Best in Show
Christie's sale of Impressionist and modern art on November 6 was very big. There were 91 lots, which took the debonair and astutely alert Christopher Burge some 2.5 hours to magistrate. By lot 47 (Amedeo Modigliani's 1916 Portrait du sculpteur Oscar Miestchaninoff, which fetched a near-artist's record $30.8 million) I could barely keep the numbers straight--opening bids, increments, order bids, phone bids, saleroom bids, underbids, winning bids, not to mention paddle numbers.
It was about that time that I started fantasizing that there was a Christopher Guest script taking place behind the black curtained stage where men in white shirts and black aprons could be glimpsed placing and removing paintings from the turntable. Delusional thinking perhaps but it seemed like a ripe scenario for Eugene Levy.

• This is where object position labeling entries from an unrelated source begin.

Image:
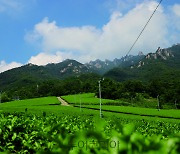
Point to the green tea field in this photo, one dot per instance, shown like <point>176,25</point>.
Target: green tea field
<point>44,125</point>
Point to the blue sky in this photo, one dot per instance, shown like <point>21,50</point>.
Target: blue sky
<point>41,32</point>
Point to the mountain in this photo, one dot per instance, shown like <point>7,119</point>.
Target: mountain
<point>30,74</point>
<point>164,64</point>
<point>102,67</point>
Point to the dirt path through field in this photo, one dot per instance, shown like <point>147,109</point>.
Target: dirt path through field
<point>63,102</point>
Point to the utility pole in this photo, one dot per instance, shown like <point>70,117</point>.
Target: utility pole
<point>158,102</point>
<point>175,103</point>
<point>80,101</point>
<point>100,101</point>
<point>0,96</point>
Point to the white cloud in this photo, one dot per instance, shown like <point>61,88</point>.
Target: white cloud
<point>176,9</point>
<point>4,66</point>
<point>9,5</point>
<point>44,58</point>
<point>112,40</point>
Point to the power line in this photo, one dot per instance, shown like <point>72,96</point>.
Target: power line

Much of the audience must have felt the same way, as many of them made their exodus eight lots later with still nearly half of the sale to go. Nothing personal and par for the course--at auctions dealers and collectors (physically) move on when they've had their fill, they don't hang around out of a sense of politeness. This isn't church or the opera; the only decorum is to air-kiss your peers and pat each other on the back on your way out.
Matisse's L'Odalisque, harmonie bleue (1937)
Larry Gagosian hung on longer than most, taking his leave during lot 81 (a pedestrian Monet being sold by the San Francisco Museum of Modern Art); he took home Picasso's Homme a la pipe for $16.8 million perhaps for a new Russian client. Christie's owner Francois Pinault stayed the course, looking down on the sale from a skybox window where he could be seen leaning into an outstretched arm as if he were trying to make a move on someone. Overall the crowd seemed unaffected (although perhaps secretly relieved) by the history-making potential of the event--the auction brought in $394.9 million, the second highest total in auction history, surpassing any of last season's offerings, and achieving record prices, including $33.6 million for Matisse's 1937 L'Odalisque, harmonie bleue. Big business CEOs might be dropping like flies, but the art market is still preening.